【2026年版】ファネル分析完全ガイド|GA4での実践方法・ツール比較・改善事例まで徹底解説
【2026年版】ファネル分析完全ガイド|GA4での実践方法・ツール比較・改善事例まで徹底解説
2026/03/05

アクセス数は増えているのに、売上が伸びない。
この状況には必ず原因があります。集客からコンバージョンに至るプロセスのどこかにボトルネックが存在し、ユーザーが離脱しているのです。その「どこで、なぜ離脱しているのか」を可視化する手法がファネル分析です。
ファネル分析は「漏斗(ろうと)分析」とも呼ばれ、ユーザーが最終目標(購入・申し込み・契約など)に至るまでのステップを段階的に追跡し、各段階の離脱率を明らかにします。これにより、改善すべきポイントが定量的に特定でき、「感覚ではなくデータに基づいた改善」が可能になります。
2026年現在、GA4のファネルデータ探索レポートの機能強化、AIを搭載した分析ツールの普及、そしてファーストパーティデータの重要性の高まりにより、ファネル分析はこれまで以上に実践しやすく、かつ成果に直結しやすい手法となっています。
本記事では、ファネル分析の基礎概念から、GA4での具体的な設定方法、主要ツール9選の比較、業種別の改善事例までを体系的に解説します。
ファネル分析とは——基礎概念と活用の意義
ファネルの基本構造
ファネルとは、ユーザーが最初の接点から最終的な目標(コンバージョン)に至るまでのプロセスを「漏斗」の形で表現したものです。上部が広く(多くのユーザーが流入)、下部に向かって狭くなる(各段階で離脱が発生する)形状が特徴です。
一般的なマーケティングファネルの構造:
ファネル段階 | ユーザーの状態 | 対応する施策例 |
|---|---|---|
認知(Awareness) | 課題やニーズに気付き、情報収集を開始 | SEO、SNS、ディスプレイ広告 |
興味・関心(Interest) | 自社の商品・サービスを認識し、興味を持つ | コンテンツマーケティング、メルマガ |
比較検討(Consideration) | 競合と比較し、購入を検討する | 事例紹介、ホワイトペーパー、ウェビナー |
行動(Action) | 購入・申し込み・契約を決断する | LP最適化、CTA改善、リターゲティング |
継続・推奨(Retention) | リピート購入、他者への推薦 | オンボーディング、ロイヤルティプログラム |
ファネル分析で「わかること」
ファネル分析を実施すると、以下の3つが明確になります。
1. ボトルネックの特定 各ステップの離脱率を定量的に把握することで、「どこに最大の課題があるのか」が一目でわかります。たとえば「商品詳細ページ → カート追加」の離脱率が70%なら、商品ページの説得力に問題がある可能性が高いです。

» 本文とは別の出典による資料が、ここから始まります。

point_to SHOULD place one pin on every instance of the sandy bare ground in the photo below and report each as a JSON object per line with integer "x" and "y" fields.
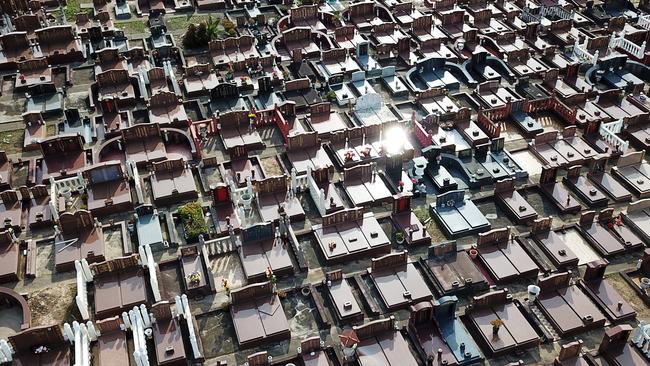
{"x": 271, "y": 166}
{"x": 54, "y": 305}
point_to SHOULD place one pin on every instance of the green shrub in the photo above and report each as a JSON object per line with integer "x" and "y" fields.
{"x": 193, "y": 222}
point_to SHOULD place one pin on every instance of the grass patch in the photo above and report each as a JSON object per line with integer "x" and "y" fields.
{"x": 180, "y": 23}
{"x": 71, "y": 9}
{"x": 11, "y": 142}
{"x": 132, "y": 26}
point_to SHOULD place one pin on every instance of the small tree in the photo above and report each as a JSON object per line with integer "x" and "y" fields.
{"x": 190, "y": 37}
{"x": 211, "y": 26}
{"x": 193, "y": 221}
{"x": 228, "y": 25}
{"x": 202, "y": 36}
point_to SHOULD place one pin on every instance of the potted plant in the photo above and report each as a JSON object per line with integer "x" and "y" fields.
{"x": 399, "y": 238}
{"x": 193, "y": 222}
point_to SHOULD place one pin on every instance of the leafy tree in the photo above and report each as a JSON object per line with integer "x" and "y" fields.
{"x": 193, "y": 222}
{"x": 211, "y": 27}
{"x": 190, "y": 37}
{"x": 202, "y": 34}
{"x": 228, "y": 25}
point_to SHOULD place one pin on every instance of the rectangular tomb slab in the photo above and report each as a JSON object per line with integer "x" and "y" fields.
{"x": 514, "y": 334}
{"x": 399, "y": 283}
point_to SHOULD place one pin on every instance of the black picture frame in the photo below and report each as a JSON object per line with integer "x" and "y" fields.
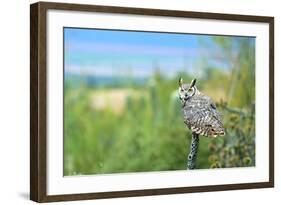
{"x": 38, "y": 100}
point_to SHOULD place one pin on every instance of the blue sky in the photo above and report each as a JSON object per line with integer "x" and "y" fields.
{"x": 109, "y": 52}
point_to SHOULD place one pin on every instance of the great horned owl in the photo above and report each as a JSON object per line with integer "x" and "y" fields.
{"x": 199, "y": 112}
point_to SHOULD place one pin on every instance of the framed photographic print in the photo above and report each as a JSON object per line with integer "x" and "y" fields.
{"x": 133, "y": 102}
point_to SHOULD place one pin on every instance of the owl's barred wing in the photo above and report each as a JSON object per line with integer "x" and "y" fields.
{"x": 201, "y": 116}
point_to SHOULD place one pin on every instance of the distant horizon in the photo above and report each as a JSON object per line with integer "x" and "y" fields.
{"x": 119, "y": 53}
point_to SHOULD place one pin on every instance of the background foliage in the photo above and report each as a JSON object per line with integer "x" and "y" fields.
{"x": 127, "y": 126}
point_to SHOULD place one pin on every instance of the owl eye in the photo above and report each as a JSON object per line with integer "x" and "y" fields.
{"x": 190, "y": 89}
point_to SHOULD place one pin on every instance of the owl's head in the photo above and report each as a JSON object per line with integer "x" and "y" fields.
{"x": 186, "y": 91}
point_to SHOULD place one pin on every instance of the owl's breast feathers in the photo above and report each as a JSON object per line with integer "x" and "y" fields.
{"x": 201, "y": 116}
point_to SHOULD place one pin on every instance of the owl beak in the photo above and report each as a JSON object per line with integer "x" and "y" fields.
{"x": 192, "y": 83}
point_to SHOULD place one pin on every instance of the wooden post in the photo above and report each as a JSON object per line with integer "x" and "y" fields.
{"x": 191, "y": 161}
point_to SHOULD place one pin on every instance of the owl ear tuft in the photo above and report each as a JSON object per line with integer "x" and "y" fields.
{"x": 192, "y": 83}
{"x": 180, "y": 81}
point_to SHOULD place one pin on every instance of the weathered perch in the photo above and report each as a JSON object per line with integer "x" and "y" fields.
{"x": 191, "y": 161}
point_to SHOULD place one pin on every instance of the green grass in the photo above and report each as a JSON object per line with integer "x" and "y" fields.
{"x": 145, "y": 131}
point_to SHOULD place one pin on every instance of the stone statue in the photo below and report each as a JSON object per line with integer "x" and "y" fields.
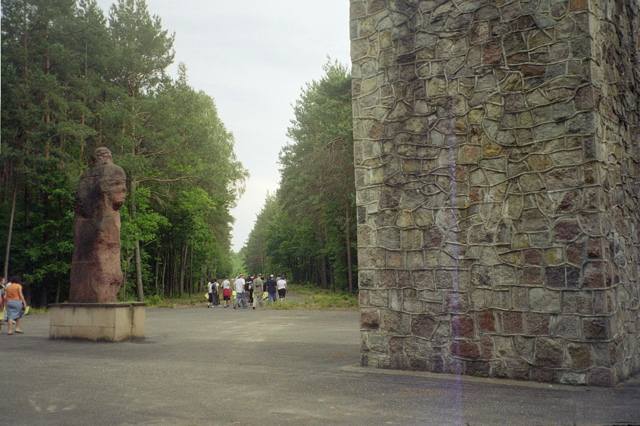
{"x": 96, "y": 272}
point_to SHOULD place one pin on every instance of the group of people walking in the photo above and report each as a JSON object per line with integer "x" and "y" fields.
{"x": 248, "y": 292}
{"x": 12, "y": 304}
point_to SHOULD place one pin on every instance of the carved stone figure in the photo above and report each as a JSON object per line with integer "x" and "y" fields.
{"x": 96, "y": 272}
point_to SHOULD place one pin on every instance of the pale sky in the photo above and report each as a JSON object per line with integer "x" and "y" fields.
{"x": 253, "y": 57}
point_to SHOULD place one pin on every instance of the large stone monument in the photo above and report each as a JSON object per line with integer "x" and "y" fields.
{"x": 497, "y": 154}
{"x": 96, "y": 273}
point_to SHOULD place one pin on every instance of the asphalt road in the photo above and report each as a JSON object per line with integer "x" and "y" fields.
{"x": 202, "y": 366}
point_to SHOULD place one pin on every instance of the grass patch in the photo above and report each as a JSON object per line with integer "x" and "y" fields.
{"x": 313, "y": 298}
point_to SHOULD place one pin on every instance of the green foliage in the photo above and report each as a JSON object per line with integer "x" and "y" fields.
{"x": 72, "y": 81}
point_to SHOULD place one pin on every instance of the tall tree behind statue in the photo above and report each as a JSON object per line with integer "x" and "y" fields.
{"x": 71, "y": 83}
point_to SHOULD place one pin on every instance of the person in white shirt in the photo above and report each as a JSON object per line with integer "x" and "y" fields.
{"x": 282, "y": 288}
{"x": 226, "y": 292}
{"x": 240, "y": 295}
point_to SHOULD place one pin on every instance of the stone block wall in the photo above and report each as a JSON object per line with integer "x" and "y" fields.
{"x": 497, "y": 173}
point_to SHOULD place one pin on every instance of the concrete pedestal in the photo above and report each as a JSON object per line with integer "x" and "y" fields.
{"x": 110, "y": 322}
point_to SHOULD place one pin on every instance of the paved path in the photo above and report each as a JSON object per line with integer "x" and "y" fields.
{"x": 202, "y": 366}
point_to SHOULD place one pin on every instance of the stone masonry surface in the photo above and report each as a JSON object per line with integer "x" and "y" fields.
{"x": 497, "y": 155}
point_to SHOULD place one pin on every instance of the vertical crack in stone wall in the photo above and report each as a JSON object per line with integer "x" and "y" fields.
{"x": 497, "y": 170}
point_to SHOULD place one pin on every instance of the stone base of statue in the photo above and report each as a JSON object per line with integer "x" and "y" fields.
{"x": 107, "y": 322}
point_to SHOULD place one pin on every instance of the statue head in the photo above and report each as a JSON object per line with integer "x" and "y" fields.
{"x": 102, "y": 155}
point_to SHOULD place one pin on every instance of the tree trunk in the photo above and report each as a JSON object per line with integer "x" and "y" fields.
{"x": 348, "y": 242}
{"x": 138, "y": 262}
{"x": 10, "y": 231}
{"x": 183, "y": 262}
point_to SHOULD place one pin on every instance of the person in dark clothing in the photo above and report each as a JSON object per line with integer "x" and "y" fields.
{"x": 272, "y": 288}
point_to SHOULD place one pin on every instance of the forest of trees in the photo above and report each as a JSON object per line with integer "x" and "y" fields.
{"x": 74, "y": 80}
{"x": 307, "y": 230}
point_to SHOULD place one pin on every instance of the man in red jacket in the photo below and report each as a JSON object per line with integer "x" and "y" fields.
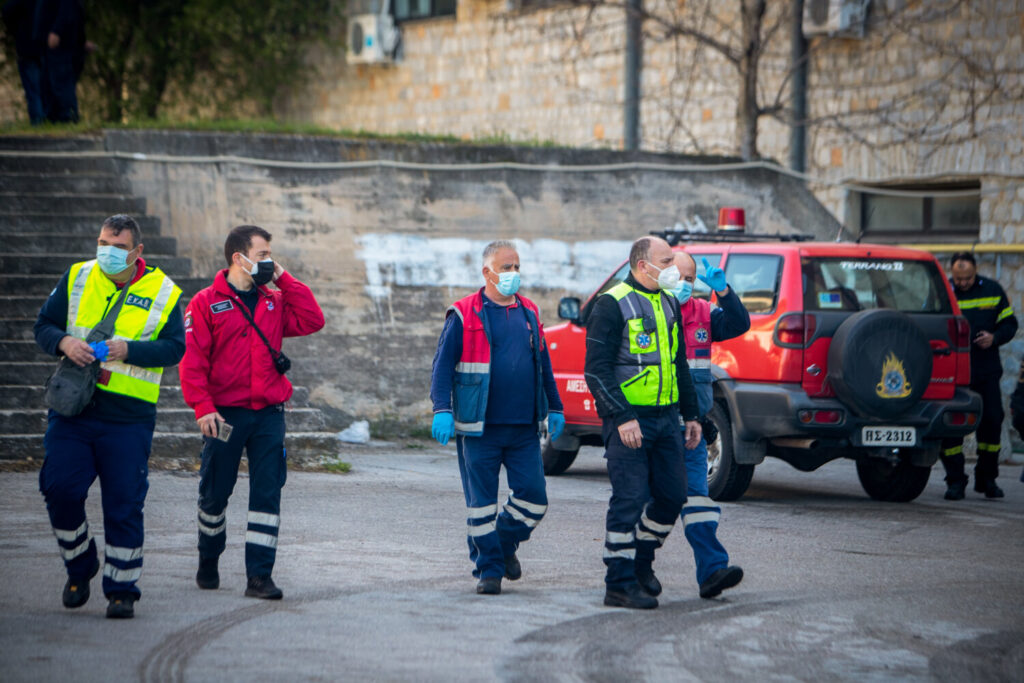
{"x": 232, "y": 375}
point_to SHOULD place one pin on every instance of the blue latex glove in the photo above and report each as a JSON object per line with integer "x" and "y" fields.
{"x": 99, "y": 350}
{"x": 714, "y": 276}
{"x": 443, "y": 427}
{"x": 556, "y": 423}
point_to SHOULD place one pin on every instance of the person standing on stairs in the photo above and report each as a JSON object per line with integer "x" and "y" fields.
{"x": 232, "y": 376}
{"x": 112, "y": 437}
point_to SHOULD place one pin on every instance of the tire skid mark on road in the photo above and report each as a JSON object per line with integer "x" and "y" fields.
{"x": 991, "y": 656}
{"x": 168, "y": 662}
{"x": 605, "y": 645}
{"x": 809, "y": 636}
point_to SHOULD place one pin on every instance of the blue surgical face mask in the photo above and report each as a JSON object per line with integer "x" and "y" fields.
{"x": 683, "y": 292}
{"x": 112, "y": 259}
{"x": 508, "y": 283}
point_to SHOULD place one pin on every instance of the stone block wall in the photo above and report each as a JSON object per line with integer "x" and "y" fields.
{"x": 387, "y": 250}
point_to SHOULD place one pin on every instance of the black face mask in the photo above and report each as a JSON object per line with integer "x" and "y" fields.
{"x": 262, "y": 271}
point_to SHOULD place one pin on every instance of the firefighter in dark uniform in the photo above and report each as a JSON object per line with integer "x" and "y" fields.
{"x": 1017, "y": 407}
{"x": 637, "y": 371}
{"x": 986, "y": 308}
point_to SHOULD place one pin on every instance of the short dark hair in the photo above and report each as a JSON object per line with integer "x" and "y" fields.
{"x": 241, "y": 240}
{"x": 963, "y": 256}
{"x": 639, "y": 252}
{"x": 120, "y": 222}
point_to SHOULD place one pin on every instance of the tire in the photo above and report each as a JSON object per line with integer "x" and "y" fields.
{"x": 894, "y": 482}
{"x": 880, "y": 363}
{"x": 555, "y": 460}
{"x": 726, "y": 479}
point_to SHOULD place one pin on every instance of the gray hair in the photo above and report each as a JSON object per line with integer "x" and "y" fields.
{"x": 496, "y": 247}
{"x": 120, "y": 222}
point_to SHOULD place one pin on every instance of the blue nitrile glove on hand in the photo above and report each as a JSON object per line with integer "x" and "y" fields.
{"x": 556, "y": 423}
{"x": 443, "y": 427}
{"x": 99, "y": 350}
{"x": 714, "y": 276}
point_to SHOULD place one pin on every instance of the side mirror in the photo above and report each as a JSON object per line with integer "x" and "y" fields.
{"x": 568, "y": 309}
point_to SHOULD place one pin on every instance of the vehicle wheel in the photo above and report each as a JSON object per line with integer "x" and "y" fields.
{"x": 726, "y": 479}
{"x": 895, "y": 482}
{"x": 555, "y": 460}
{"x": 880, "y": 363}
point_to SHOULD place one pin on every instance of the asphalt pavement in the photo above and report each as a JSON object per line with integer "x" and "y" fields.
{"x": 377, "y": 587}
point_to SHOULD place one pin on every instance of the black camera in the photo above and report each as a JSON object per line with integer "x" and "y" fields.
{"x": 282, "y": 363}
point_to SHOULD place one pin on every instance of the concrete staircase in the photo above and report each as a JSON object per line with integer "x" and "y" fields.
{"x": 50, "y": 212}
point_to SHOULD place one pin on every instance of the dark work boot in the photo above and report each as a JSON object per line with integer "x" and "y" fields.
{"x": 121, "y": 606}
{"x": 513, "y": 570}
{"x": 489, "y": 586}
{"x": 632, "y": 596}
{"x": 991, "y": 489}
{"x": 76, "y": 591}
{"x": 648, "y": 582}
{"x": 954, "y": 492}
{"x": 263, "y": 588}
{"x": 720, "y": 581}
{"x": 208, "y": 578}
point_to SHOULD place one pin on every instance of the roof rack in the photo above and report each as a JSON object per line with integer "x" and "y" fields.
{"x": 675, "y": 238}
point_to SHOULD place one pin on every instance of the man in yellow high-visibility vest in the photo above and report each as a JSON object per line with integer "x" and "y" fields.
{"x": 112, "y": 437}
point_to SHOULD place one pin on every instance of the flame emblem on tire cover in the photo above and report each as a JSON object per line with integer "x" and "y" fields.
{"x": 893, "y": 383}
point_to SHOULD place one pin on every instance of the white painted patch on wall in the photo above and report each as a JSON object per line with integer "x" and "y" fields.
{"x": 406, "y": 260}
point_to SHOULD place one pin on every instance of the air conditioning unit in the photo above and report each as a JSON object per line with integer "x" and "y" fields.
{"x": 835, "y": 17}
{"x": 372, "y": 39}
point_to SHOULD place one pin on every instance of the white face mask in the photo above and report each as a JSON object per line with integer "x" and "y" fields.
{"x": 668, "y": 279}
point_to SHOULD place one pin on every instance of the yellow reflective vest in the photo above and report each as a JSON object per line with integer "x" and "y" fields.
{"x": 147, "y": 304}
{"x": 645, "y": 366}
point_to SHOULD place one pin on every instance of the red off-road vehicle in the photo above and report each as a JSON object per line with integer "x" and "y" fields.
{"x": 854, "y": 350}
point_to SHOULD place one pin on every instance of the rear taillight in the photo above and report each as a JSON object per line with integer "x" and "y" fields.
{"x": 960, "y": 333}
{"x": 820, "y": 417}
{"x": 796, "y": 330}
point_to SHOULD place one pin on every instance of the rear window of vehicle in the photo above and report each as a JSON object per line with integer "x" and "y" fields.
{"x": 755, "y": 279}
{"x": 854, "y": 284}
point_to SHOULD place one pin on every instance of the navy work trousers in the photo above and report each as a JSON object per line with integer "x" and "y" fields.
{"x": 79, "y": 450}
{"x": 700, "y": 515}
{"x": 261, "y": 434}
{"x": 31, "y": 71}
{"x": 989, "y": 434}
{"x": 648, "y": 488}
{"x": 494, "y": 537}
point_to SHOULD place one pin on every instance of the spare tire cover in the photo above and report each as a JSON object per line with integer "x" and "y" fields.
{"x": 880, "y": 363}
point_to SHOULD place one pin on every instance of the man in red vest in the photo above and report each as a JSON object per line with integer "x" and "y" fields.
{"x": 492, "y": 387}
{"x": 701, "y": 326}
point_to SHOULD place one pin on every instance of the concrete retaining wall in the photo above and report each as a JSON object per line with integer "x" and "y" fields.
{"x": 387, "y": 250}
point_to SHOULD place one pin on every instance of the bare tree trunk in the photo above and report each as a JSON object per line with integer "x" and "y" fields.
{"x": 748, "y": 112}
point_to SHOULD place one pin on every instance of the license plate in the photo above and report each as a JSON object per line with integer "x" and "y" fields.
{"x": 889, "y": 436}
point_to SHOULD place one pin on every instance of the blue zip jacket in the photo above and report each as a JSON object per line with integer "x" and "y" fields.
{"x": 512, "y": 389}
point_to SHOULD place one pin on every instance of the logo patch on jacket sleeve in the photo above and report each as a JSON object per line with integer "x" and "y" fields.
{"x": 141, "y": 302}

2. 改善のインパクト試算 ボトルネックとなっている段階の離脱率を仮に10%改善した場合、最終CVにどれだけ影響するかをシミュレーションできます。これにより、改善施策の優先順位を客観的に判断できます。
3. セグメント別の行動パターンの把握 「新規ユーザー vs リピーター」「スマホ vs PC」「流入チャネル別」など、セグメントごとにファネルを比較することで、特定のユーザー層固有の課題を発見できます。
ファネル分析が有効なビジネス
ビジネスタイプ | ファネルの構成例 | 注目すべき指標 |
|---|---|---|
ECサイト | 商品一覧 → 商品詳細 → カート追加 → 決済開始 → 購入完了 | カート放棄率、決済完了率 |
BtoB SaaS | LP訪問 → 資料請求 → デモ申込 → 商談 → 契約 | MQL→SQL転換率、商談化率 |
メディアサイト | 記事閲覧 → 会員登録 → 有料プラン申込 | 会員登録率、無料→有料転換率 |
アプリ | インストール → 起動 → チュートリアル完了 → 初回アクション → 課金 | Day1/Day7継続率、課金率 |
GA4でのファネル分析——設定から分析までの手順
GA4ファネルデータ探索の概要
GA4の「探索」機能にある「ファネルデータ探索」は、ユーザーの行動をステップごとに可視化し、各ステップ間の離脱率・完了率を分析できるレポートです。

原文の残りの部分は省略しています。